Они стоят на фоне здания Медцентра, позади роддома, довольные и счастливые. У нее в руках большой букет алых роз, а у моего мужа— новорожденный ребенок.
— Откуда у тебя это? — задает вопрос муж, его глаза смотрят не мигая, отстраненно и жестко. Белки его глаз красные и воспаленные, а вид измученный.
— Прислали доброжелатели! — говорю в ответ, всё еще не веря в происходящее.
— Вера, послушай…, я правда не хотел, чтобы ты узнала об этом вот так, я собирался тебе всё рассказать, но всё время откладывал…Мне нужно было докопаться до истины, я боялся ошибиться и навредить, сделать еще хуже…

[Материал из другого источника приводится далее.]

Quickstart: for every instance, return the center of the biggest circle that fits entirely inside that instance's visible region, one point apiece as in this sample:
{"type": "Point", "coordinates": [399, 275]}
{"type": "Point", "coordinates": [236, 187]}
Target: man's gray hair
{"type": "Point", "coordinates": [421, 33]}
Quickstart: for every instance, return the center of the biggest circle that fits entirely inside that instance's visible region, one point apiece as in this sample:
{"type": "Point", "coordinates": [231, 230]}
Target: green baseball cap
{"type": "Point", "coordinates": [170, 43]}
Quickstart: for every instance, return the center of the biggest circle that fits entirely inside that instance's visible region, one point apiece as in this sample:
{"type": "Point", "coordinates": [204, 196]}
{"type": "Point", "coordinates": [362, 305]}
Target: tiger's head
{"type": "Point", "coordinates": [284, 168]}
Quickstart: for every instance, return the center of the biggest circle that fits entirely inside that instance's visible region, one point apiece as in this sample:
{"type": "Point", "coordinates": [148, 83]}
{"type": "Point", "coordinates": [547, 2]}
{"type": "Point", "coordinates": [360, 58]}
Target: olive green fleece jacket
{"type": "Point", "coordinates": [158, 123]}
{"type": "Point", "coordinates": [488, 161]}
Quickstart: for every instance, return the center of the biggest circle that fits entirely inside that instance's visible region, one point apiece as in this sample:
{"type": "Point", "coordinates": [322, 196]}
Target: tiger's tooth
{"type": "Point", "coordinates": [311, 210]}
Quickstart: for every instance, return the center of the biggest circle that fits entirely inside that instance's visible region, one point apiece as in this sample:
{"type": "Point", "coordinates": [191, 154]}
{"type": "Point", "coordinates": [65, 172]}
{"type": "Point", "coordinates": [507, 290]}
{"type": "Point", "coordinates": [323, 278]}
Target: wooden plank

Ты можешь зачать ребенка, и я вовсе не бесплоден, я выбрасывал твои таблетки, я смывал их в унитаз, а взамен насыпал витамины, чтобы твой организм восстановился.
—Что ты несешь? Мэт, не смей мне врать! Где ты был весь прошлый вечер? — я сжимаю телефон, мои пальцы белеют, выделяются на фоне черного чехла новенького айфона, подаренного мужем на день рождение. — Мне прислали видео, но потом удалили и я видела, что это был ты.
— Я, гм… ну мы же взрослые люди…Да так бывает, я тебе…скорее всего… изменил. Наверное, я сам не знаю. Я был не в себе, мне было очень плохо, я и сейчас еще не пришел в себя.
— То есть я все верно поняла? Ты мне изменял? А на фото это твой ребенок, Мэт?!